Natasha’s relatives persuaded her to leave the village with her son. She is in temporary accommodation now in a small Austrian town where neither of them speak the language. She is in touch with a Ukrainian psychologist, a fellow refugee, with whom she speaks daily.
Her mother, Valentyna, lives alone now, except for her goats, chickens, and cats. The Russians killed her dog on March 19, 10 days before they retreated from the village. Despite the conservatism and stigma in Ukraine over rape, she encouraged Viktoriya and her own daughter to speak to a reporter about what had happened to them.
Viktoriya has remained in the village, living on the same road where she was held at gunpoint. Signs of the occupation are still present. Outside a home near the village entrance, someone had painted a stark white V, a symbol of Russia’s invasion of Ukraine. Nearby, another fence bore an inexpertly painted “CCCP,” the Cyrillic acronym for “USSR.”
But along the rest of the road, the signs are plaintive appeals for mercy from the Russian soldiers: “People live here.” “Children.” “Elderly.”

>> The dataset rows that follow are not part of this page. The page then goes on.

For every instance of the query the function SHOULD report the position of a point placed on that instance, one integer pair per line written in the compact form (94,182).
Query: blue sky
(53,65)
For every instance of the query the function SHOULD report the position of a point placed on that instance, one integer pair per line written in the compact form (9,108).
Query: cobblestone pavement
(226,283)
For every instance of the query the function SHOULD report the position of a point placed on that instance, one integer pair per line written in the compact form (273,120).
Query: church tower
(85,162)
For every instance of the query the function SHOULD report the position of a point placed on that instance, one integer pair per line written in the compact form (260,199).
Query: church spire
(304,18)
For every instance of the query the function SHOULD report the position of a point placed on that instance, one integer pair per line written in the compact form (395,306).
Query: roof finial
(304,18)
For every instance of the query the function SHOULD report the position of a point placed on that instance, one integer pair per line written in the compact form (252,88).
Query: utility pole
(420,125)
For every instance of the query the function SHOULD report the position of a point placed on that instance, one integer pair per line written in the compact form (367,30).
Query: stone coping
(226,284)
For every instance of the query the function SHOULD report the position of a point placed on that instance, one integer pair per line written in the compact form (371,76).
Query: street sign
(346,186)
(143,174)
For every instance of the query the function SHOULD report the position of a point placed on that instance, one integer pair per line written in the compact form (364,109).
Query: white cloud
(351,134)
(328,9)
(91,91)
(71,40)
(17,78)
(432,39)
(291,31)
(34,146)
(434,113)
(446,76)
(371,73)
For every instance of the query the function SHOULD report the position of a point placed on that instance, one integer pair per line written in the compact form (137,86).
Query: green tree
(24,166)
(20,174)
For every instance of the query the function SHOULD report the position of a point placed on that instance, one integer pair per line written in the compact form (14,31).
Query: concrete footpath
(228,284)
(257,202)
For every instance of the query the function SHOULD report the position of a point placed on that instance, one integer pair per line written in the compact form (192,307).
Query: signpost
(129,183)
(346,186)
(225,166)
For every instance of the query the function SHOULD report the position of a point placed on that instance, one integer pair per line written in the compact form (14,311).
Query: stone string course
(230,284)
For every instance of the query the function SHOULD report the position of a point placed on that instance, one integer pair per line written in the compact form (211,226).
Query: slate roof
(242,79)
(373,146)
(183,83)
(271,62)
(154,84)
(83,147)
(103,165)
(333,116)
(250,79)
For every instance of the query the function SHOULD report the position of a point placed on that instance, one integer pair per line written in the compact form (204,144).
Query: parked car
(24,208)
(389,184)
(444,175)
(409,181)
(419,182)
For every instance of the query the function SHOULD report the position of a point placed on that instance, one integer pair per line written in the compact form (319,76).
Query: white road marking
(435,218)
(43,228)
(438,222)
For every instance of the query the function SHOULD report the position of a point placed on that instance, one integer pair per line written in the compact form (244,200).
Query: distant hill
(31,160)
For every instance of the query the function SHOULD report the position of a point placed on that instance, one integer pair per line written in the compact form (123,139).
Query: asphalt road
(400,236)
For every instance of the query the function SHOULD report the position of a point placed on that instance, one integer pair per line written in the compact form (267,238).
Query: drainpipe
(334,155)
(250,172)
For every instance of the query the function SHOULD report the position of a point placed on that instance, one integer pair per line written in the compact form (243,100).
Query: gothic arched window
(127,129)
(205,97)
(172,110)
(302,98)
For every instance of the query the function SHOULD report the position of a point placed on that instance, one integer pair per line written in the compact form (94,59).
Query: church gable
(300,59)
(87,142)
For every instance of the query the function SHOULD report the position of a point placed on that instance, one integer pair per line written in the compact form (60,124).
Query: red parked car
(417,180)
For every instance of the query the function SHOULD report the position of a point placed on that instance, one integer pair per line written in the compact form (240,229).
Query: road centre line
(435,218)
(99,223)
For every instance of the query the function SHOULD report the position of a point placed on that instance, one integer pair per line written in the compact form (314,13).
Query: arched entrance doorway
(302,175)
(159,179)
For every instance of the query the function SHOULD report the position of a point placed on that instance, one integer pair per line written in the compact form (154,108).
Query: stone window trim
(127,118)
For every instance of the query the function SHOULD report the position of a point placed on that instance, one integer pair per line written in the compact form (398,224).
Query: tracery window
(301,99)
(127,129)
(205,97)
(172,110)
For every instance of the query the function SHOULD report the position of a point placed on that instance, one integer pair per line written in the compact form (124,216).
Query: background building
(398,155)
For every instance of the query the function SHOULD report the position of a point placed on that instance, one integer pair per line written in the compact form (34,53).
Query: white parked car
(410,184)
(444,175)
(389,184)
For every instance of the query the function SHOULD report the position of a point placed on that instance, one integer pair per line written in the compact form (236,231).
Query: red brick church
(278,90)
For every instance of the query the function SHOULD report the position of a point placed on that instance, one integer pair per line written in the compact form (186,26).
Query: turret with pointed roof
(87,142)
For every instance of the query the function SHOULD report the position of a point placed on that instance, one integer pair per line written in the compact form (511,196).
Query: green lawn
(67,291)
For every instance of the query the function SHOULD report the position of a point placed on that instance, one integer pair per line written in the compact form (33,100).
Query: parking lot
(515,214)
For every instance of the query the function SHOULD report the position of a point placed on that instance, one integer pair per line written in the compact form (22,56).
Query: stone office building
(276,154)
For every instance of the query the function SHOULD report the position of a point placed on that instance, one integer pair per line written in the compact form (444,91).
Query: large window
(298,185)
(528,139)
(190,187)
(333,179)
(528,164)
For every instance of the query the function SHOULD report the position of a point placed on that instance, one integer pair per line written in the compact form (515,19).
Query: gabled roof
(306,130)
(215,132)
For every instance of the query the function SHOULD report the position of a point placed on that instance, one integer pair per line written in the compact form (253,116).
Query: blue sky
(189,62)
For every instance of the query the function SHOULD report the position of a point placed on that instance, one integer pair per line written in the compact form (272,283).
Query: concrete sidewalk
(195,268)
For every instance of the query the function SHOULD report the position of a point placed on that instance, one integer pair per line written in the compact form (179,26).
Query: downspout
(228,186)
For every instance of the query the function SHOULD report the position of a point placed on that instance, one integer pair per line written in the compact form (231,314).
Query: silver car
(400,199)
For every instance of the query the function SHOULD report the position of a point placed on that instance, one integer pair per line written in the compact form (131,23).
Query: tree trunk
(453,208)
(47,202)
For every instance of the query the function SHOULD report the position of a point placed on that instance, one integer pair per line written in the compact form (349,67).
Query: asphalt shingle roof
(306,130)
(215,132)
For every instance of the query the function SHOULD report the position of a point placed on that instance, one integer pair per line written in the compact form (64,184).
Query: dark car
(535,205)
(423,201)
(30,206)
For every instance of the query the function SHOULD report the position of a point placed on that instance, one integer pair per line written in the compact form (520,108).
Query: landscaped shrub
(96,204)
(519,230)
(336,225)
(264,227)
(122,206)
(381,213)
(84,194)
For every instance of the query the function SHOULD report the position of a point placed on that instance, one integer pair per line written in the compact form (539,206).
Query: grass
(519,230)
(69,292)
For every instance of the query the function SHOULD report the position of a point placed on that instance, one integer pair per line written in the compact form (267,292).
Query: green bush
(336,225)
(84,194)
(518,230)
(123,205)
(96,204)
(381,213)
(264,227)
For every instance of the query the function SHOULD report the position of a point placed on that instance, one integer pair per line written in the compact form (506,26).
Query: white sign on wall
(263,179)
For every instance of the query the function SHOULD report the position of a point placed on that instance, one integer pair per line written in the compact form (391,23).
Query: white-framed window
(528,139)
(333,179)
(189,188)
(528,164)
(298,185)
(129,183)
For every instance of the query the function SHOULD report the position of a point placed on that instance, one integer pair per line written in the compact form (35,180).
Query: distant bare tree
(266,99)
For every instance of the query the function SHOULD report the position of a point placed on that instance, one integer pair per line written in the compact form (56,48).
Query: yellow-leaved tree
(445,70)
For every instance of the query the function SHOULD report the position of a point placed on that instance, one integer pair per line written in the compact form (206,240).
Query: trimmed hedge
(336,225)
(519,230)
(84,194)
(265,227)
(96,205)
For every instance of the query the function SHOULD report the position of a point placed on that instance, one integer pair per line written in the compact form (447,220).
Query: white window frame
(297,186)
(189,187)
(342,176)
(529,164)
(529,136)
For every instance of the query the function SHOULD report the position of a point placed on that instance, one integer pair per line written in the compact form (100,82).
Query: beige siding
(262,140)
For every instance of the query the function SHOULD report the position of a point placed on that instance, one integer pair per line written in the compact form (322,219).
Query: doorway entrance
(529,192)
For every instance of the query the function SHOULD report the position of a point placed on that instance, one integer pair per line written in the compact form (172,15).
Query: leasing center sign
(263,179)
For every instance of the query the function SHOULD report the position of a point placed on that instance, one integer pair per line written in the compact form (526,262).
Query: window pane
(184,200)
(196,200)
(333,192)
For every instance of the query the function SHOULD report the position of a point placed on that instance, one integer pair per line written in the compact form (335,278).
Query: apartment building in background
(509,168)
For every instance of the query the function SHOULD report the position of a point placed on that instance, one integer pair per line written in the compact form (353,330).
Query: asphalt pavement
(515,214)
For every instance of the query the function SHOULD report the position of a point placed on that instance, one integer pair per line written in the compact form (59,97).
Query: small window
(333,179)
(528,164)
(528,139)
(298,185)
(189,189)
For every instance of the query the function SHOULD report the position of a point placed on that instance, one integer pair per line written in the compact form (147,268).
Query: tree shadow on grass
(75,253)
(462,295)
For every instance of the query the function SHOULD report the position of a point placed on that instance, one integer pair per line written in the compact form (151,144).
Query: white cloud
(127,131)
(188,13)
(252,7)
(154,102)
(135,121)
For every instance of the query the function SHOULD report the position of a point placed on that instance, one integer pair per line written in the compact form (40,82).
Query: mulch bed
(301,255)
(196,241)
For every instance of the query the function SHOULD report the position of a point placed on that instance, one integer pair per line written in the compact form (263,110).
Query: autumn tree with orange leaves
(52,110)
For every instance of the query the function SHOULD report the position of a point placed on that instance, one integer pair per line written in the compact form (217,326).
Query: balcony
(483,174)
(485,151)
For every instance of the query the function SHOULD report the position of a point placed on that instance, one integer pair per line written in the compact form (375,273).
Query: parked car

Viktoriya said that she didn’t want to leave Ukraine without her husband, who, as a man of military age, cannot leave the country until the end of the war. It was difficult remaining in the village, she said, because everyone knew what had happened to her. She believes that those who left during the war and returned have blamed the ones who stayed for the destruction.
“This war was supposed to reconcile the people, and they got worse,” she said. “This war broke everyone’s psyche.”
She has resumed smoking, which she said she had quit before the war. She is also taking sedatives. She hopes her tormentors will be punished. But no trial, she said, will be able to answer the questions she still asks:
“Why do they have such aggression against our people? Why did they come here, burn people out of their homes, and bring grief?”